Update Application Code:

  from prometheus_client import start_http_server, Counter
  import random
  import time

  # Metric to count HTTP requests
  request_counter = Counter('http_requests_total', 'Total number of HTTP requests')

  start_http_server(9090)

  while True:
      request_counter.inc(random.randint(1, 5))  # Simulate incoming requests
      time.sleep(10)  # Wait for 10 seconds

Deploy Your Application

Purpose: Ensure the application runs and exposes the metrics endpoint.

Deployment YAML:

 apiVersion: apps/v1
 kind: Deployment
 metadata:
   name: my-web-app
 spec:
   replicas: 1
   selector:
     matchLabels:
       app: my-web-app
   template:
     metadata:
       labels:
         app: my-web-app
     spec:
       containers:
       - name: web-container
         image: my-web-app-image
         ports:
         - containerPort: 80
         - containerPort: 9090  # Metrics endpoint

Create a Horizontal Pod Autoscaler (HPA)

Why: The HPA will scale your pods based on the custom metric (HTTP request count), ensuring the application handles traffic efficiently.

HPA YAML:

 apiVersion: autoscaling/v2beta2
 kind: HorizontalPodAutoscaler
 metadata:
   name: web-app-hpa
 spec:
   scaleTargetRef:
     apiVersion: apps/v1
     kind: Deployment
     name: my-web-app
   minReplicas: 1
   maxReplicas: 10
   metrics:
   - type: Pods
     pods:
       metric:
         name: http_requests_total
       target:
         type: AverageValue
         averageValue: 100

Command to Apply HPA:

 kubectl apply -f hpa.yaml

The scenario of automatically scaling pods based on custom metrics is useful for several key reasons:

1. Optimizes Resource Utilization

Why: Custom metrics like request count or latency often reflect the real load on your application more accurately than basic metrics such as CPU or memory.
Benefit: Autoscaling based on these metrics ensures that your application scales in response to actual demand, reducing resource wastage and avoiding under-provisioning.
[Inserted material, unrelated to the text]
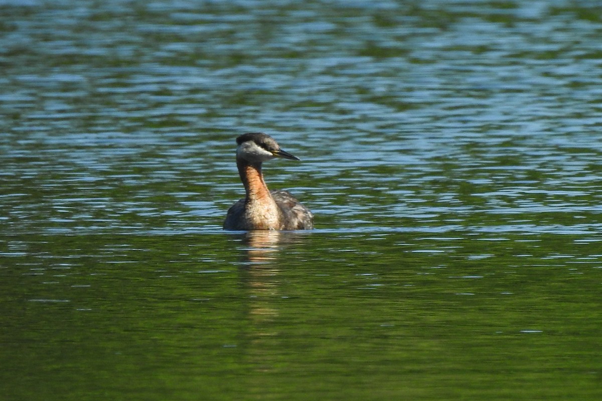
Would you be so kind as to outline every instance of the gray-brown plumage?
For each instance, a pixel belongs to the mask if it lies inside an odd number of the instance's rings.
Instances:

2. Improves Performance and Reliability

Why: By scaling pods in response to specific metrics, you ensure that your application can handle increased load effectively.
Benefit: This proactive scaling helps prevent performance bottlenecks and maintains a consistent user experience, even during traffic spikes or high usage periods.

3. Enhances Cost Efficiency

Why: Scaling based on custom metrics allows for more precise control over resource allocation.
Benefit: You only use and pay for the resources you need, as pods are scaled up or down according to actual traffic or load patterns rather than just generic resource usage.

4. Supports Complex Applications

Why: Many modern applications have complex scaling needs that are not fully captured by CPU and memory alone.
Benefit: Custom metrics enable scaling based on application-specific factors, such as the number of active sessions, request rates, or other business-critical indicators.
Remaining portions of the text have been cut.